ISA automation week was a success in terms of technical content. The renewed emphasis on technical presentations particularly in automation and control rejuvenated my interest in the International Society of Automation. I moderated a panel discussion on loop tuning. Harold Wade setup the ISA simulator for the following cases that were designed by me to include some typical application problems.
In the tuning panel discussion, James Beall, Brian Hrankowsky, Michel Ruel, and Hunter Vegas showed how diverse tuning methods and tools can yield similar results. Here are the presentations that summarize the results of the tuning by the panelists:
I also presented a paper on loop performance metrics “How to Get the Most out of Your PID” in the technical program for engineers. The presentation showed simple equations for loop metrics and controller tuning for the self-regulating, deadtime dominant, near-integrating, true integrating, and runaway processes. The relationships offer considerable insight in the maze of tuning methods. The Handbook of PI and PID Controller Tuning Rules – 2nd edition has 500 pages of equations and tables. I found a unifying concept where the major tuning methods such as Lambda, Simplified Internal Model Control (SIMC), Ziegler Nichols Ultimate Oscillation, and Ziegler Nichols Reaction Curve, yield the same expressions for controller gain for maximum disturbance rejection. The key parameter is loop deadtime as noted by Michel Ruel. Both Michel and I have used the deadtime and the maximum ramp rate with the near-integrator approximation to dramatically reduce the tuning time for slow processes. The peak error for a disturbance and rise time for a setpoint change is minimized as the controller gain is maximized. The minimum overshoot requires a balance between the controller gain and reset time settings. The minimum integrated error is achieved for the minimum ratio of the reset time to gain settings.
At the award’s banquet on Monday evening Oct 4, 2008 president Kim Miller-Dunn, director of Rosemount Liquid Analytical customer support and the 2010 ISA president Nelsen Ninin, president of Yokogawa South America, presented me with the ISA Achievement Award. The last person to receive this award was Greg Shinskey.
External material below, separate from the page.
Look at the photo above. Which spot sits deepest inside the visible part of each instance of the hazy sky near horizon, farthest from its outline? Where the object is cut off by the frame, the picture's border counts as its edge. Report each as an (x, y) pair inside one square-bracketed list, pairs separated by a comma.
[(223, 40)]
I had just 2 minutes for my acceptance speech and had prepared some notes, which is not typical for me. Fortunately, after 4 glasses of wine, I decided to wing it. I thanked ISA for such an incredible event to celebrate my wedding anniversary but was concerned what my wife would expect next year.
After this comic relief, I first thanked in particular Dr James R. Fair, Energy Chair Emeritus at the University of Texas, who created and directed Engineering Technology (ET). I then acknowledged Vernon Trevathan, my first supervisor in ET and developer of the ISA Certification of Automation Professionals (CAP) program, who handed off his expertise to me in compressor control, loop performance, and pH control. Vernon like Greg Shinskey got to the heart of the key concepts and first principles. Sadly, we lost Vernon Trevathan last year and Dr Fair last Monday.
In ET we were given the support and inspiration by Dr Fair to find, develop, and publish our expertise. The result was an incredible group of world leaders in their particular fields of expertise who shared their results through publications. It resulted in me writing a dozen technical books and a ½ dozen humorous books, most of which would not have been encouraged by chemical companies or permitted by most patent and public relation departments. I concluded with noting that in my post retirement career as a part time consultant for Emerson, Rosemount Liquid Analytical, Experitec, and Mynah Simulation Technologies, I was benefiting from the expertise of Mark Nixon in DeltaV R&D and Jim Gray in Rosemount Liquid Analytical.